College, for most people, is full of fun events. From the day you step on campus as a freshman to the day you walk the stage as a senior, it seems like there’s always something fun to do.

But, there’s also homework to do, and you should probably call your mom– if there’s one phrase I could use to describe college, it would be non-stop. And unfortunately, time management skills can’t fix everything. That’s where mindfulness comes in. But before we talk about mindfulness and what it is, let’s talk about some statistics.

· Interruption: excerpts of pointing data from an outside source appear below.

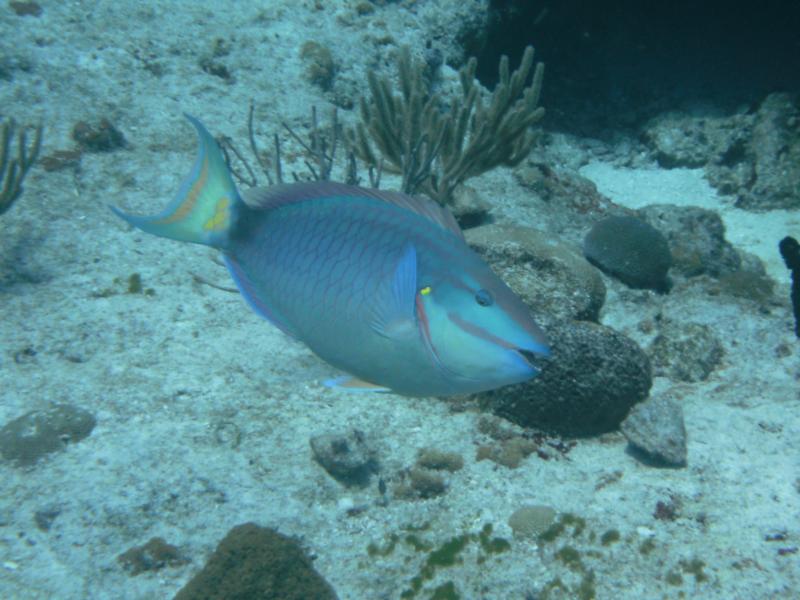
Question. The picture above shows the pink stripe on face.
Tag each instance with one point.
(479, 331)
(426, 332)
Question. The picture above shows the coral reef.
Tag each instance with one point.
(435, 151)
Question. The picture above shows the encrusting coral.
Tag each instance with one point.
(434, 151)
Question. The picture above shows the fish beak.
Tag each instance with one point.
(533, 358)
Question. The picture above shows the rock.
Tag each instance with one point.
(260, 564)
(152, 556)
(775, 147)
(548, 275)
(685, 351)
(592, 379)
(678, 140)
(576, 194)
(696, 238)
(656, 427)
(40, 432)
(630, 250)
(532, 520)
(348, 458)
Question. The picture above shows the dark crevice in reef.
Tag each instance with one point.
(612, 65)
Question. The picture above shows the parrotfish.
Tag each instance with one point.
(379, 284)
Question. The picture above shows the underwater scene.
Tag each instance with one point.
(399, 299)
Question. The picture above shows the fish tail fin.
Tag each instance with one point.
(206, 205)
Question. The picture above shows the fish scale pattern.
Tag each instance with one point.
(319, 264)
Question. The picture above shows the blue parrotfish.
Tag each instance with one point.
(379, 284)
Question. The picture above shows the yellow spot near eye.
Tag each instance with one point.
(220, 219)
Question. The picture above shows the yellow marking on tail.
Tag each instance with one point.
(220, 219)
(191, 198)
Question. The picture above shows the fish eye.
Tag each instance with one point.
(484, 297)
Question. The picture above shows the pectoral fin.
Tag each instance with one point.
(393, 309)
(353, 384)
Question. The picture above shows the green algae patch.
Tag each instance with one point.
(609, 537)
(440, 557)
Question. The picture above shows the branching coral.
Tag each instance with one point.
(434, 151)
(14, 170)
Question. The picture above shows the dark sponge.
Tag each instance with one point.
(631, 250)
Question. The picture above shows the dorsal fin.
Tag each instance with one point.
(265, 198)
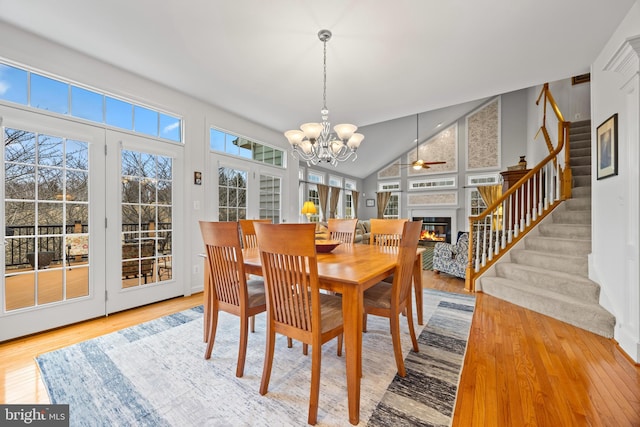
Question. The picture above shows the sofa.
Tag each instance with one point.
(452, 258)
(363, 231)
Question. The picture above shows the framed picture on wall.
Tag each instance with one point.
(607, 147)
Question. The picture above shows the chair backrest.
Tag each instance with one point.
(249, 233)
(386, 232)
(343, 230)
(402, 278)
(226, 264)
(290, 271)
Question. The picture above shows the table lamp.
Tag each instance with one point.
(308, 208)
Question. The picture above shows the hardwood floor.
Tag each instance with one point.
(521, 368)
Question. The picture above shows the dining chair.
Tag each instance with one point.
(249, 239)
(343, 230)
(386, 232)
(228, 289)
(391, 299)
(295, 306)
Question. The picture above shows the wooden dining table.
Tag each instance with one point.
(350, 269)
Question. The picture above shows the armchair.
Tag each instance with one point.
(452, 258)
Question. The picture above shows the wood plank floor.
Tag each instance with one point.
(521, 368)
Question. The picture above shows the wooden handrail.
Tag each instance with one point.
(494, 231)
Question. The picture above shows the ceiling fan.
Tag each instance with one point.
(419, 163)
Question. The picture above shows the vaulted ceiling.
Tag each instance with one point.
(387, 59)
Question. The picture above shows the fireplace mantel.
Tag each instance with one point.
(433, 212)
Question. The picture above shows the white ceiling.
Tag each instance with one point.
(387, 59)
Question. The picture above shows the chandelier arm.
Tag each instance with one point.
(317, 142)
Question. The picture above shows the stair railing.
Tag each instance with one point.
(493, 232)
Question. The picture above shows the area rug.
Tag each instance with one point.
(154, 374)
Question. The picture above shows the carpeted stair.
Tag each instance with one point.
(548, 273)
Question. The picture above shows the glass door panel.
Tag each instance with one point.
(143, 270)
(53, 175)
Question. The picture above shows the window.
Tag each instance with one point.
(27, 88)
(46, 219)
(49, 94)
(348, 204)
(86, 104)
(241, 147)
(270, 198)
(13, 84)
(393, 207)
(232, 194)
(432, 183)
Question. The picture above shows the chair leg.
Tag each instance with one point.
(397, 346)
(242, 349)
(268, 360)
(412, 331)
(211, 332)
(315, 384)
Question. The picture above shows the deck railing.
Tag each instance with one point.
(21, 240)
(493, 232)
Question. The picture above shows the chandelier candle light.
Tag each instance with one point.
(315, 142)
(308, 209)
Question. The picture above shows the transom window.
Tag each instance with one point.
(232, 194)
(24, 87)
(392, 209)
(241, 147)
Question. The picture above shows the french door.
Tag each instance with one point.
(142, 212)
(53, 271)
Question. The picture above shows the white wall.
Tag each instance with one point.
(514, 137)
(616, 212)
(31, 51)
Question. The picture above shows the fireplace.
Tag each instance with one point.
(435, 229)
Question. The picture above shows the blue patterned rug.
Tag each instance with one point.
(154, 374)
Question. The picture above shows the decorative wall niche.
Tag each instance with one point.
(442, 147)
(433, 199)
(432, 183)
(483, 137)
(391, 171)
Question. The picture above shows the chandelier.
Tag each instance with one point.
(315, 142)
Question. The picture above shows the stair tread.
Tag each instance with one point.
(557, 274)
(559, 239)
(568, 258)
(545, 293)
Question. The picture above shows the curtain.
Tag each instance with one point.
(491, 193)
(333, 201)
(323, 194)
(354, 198)
(383, 198)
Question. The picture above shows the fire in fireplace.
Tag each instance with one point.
(435, 229)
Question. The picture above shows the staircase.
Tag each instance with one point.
(547, 271)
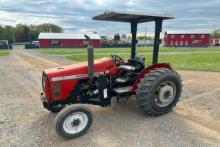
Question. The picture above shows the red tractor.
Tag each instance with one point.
(157, 86)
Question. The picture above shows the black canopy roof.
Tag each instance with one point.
(139, 17)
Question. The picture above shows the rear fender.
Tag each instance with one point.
(147, 70)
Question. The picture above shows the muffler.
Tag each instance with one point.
(90, 52)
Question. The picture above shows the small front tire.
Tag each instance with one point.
(55, 109)
(73, 121)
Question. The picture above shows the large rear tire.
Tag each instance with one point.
(159, 91)
(73, 121)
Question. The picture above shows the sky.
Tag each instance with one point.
(76, 15)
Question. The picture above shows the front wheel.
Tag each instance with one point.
(73, 121)
(159, 91)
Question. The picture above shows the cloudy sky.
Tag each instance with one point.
(75, 15)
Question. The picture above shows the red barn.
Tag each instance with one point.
(186, 39)
(67, 40)
(215, 42)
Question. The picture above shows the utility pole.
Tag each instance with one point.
(13, 35)
(145, 36)
(30, 34)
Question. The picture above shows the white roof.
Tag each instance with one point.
(66, 36)
(188, 32)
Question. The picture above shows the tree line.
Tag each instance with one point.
(26, 33)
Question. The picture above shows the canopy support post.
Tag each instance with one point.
(157, 40)
(133, 40)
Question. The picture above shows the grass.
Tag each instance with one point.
(4, 52)
(204, 59)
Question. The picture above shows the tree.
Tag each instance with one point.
(26, 33)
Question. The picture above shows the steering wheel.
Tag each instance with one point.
(117, 59)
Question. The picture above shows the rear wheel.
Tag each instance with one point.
(73, 121)
(159, 91)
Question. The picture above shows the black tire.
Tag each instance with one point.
(147, 91)
(65, 113)
(55, 109)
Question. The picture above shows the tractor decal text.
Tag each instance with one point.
(79, 76)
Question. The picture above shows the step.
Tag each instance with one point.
(122, 90)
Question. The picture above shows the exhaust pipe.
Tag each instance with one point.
(90, 52)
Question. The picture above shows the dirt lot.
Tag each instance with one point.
(23, 121)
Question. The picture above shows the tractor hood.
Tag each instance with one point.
(100, 65)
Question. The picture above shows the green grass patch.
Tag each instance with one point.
(4, 52)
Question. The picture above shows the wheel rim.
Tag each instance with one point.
(75, 123)
(166, 93)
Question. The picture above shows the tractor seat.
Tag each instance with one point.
(127, 67)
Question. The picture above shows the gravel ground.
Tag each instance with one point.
(23, 121)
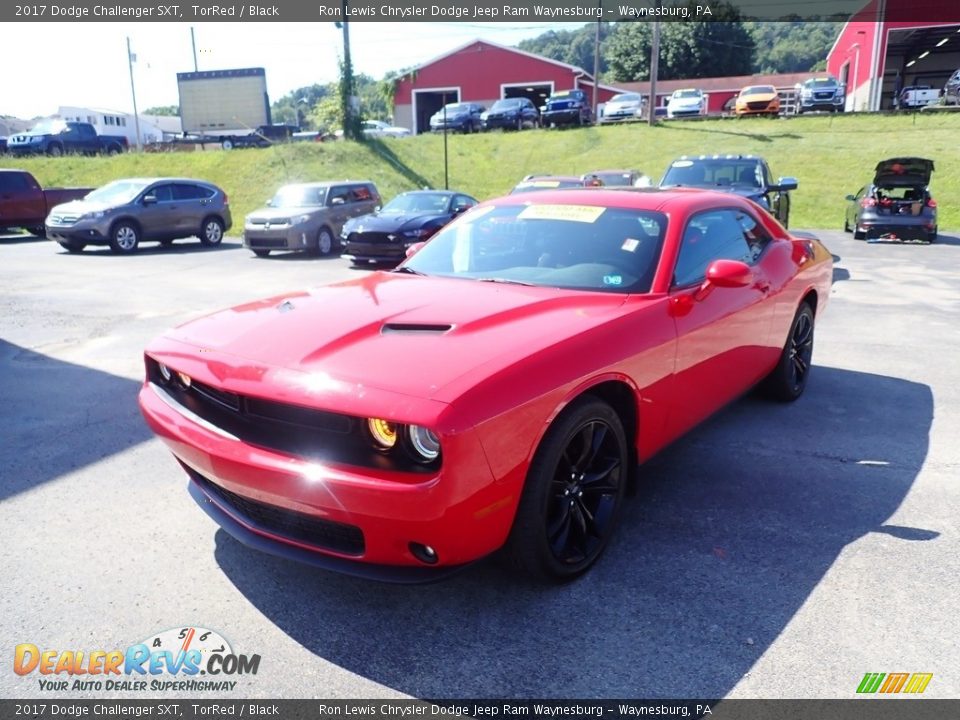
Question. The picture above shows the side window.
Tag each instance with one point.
(163, 193)
(360, 193)
(338, 196)
(182, 191)
(709, 236)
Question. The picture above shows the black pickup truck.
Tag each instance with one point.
(57, 137)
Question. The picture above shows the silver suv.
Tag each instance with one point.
(308, 216)
(124, 213)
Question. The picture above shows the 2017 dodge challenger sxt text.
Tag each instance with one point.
(497, 389)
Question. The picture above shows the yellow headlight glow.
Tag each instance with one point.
(384, 432)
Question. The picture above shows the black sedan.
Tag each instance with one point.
(511, 113)
(897, 205)
(410, 218)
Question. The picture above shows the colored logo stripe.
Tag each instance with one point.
(914, 683)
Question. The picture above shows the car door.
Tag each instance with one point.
(157, 212)
(19, 199)
(723, 334)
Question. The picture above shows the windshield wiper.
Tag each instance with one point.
(506, 281)
(408, 270)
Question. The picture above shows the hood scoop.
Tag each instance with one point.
(415, 328)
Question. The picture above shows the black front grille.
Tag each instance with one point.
(320, 533)
(268, 242)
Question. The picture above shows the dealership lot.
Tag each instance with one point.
(777, 551)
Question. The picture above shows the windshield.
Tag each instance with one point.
(713, 173)
(118, 192)
(299, 196)
(582, 247)
(48, 127)
(546, 184)
(435, 203)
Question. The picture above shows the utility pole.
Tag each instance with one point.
(193, 42)
(596, 65)
(654, 69)
(133, 91)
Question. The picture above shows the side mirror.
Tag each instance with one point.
(786, 183)
(729, 273)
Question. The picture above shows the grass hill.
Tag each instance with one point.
(830, 155)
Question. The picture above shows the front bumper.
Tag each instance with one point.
(288, 237)
(258, 495)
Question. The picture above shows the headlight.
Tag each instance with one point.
(383, 432)
(424, 443)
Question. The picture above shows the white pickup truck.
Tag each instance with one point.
(915, 96)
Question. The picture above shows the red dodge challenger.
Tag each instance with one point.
(497, 390)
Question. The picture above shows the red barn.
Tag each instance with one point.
(893, 44)
(484, 72)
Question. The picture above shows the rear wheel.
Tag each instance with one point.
(573, 494)
(788, 379)
(211, 233)
(124, 238)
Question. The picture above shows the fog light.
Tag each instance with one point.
(425, 443)
(383, 432)
(424, 553)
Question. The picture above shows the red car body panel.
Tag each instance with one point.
(489, 386)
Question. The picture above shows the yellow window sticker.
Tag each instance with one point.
(574, 213)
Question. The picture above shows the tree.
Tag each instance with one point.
(720, 47)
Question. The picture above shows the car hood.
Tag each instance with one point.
(903, 171)
(389, 222)
(430, 338)
(277, 214)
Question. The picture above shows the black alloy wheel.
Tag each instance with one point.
(789, 378)
(573, 494)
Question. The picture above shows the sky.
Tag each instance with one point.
(85, 64)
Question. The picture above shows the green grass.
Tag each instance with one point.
(831, 156)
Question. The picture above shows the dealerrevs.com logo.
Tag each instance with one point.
(199, 659)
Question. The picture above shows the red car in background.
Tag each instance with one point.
(497, 390)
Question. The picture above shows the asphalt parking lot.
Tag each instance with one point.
(777, 551)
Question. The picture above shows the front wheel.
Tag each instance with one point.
(573, 494)
(211, 233)
(124, 238)
(72, 245)
(788, 379)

According to the Healthy Minds Survey, a national survey of undergraduate and graduate student mental health and other related issues, 36% of students surveyed reported having any anxiety, 19% reported having moderate anxiety, and 17% reported having severe anxiety. While those numbers may seem small, it’s important to remember those statistics come from a national survey–anxiety is a much more common struggle than you’d think. So, college students are anxious, and anxiety, when mixed with stress, can lead to burnout, and that’s not good, so that’s where mindfulness comes in.

According to the American Psychological Association (APA), mindfulness is defined as “Awareness of one’s internal states and surroundings.” But what does that mean? Simply put, mindfulness is realizing how you feel and where you are. So, we’ve defined mindfulness, how in the world do you practice it? One of the most common ways to practice mindfulness is gratitude. Whether you have a gratitude journal or not, being grateful to experience the life you’re living, even when it gets hard, can make a big difference. What if you’re anxious, and being grateful for a 1,200 word paper due at midnight isn’t helping?

Let me introduce you to grounding and box breathing. Grounding, as weird as it sounds, is actually pretty simple, and you don’t need any fancy equipment to do it. The most common grounding technique is the “5, 4, 3, 2, 1” exercise: no matter where you are, you can identify five things you can see, four you can touch, two you can smell, and one you can taste. You could switch around the order, but the main reason this exercise is so helpful is it shifts your brain away from whatever it is you’re worried about, to your body, and how it interacts with the environment that’s around you right now. Now, let’s talk about box breathing. There are dozens of breathing exercises out there to reduce anxiety, but box breathing is a popular one. Breath in, while counting to four; then, hold your breath for four seconds, and exhale slowly for four seconds. Notice a pattern? Both of these exercises, and the dozens more online can help you ground yourself in the present moment.

Taking time for yourself can also help if you’ve spent a lot of time being social. Activities like yoga and meditation also can make a big difference. There’s always the Campus Counseling Center and Bucs Press 2 if you need that extra help. Remember, anxiety isn’t permanent, it’ll pass. If you need some help, give mindfulness a try.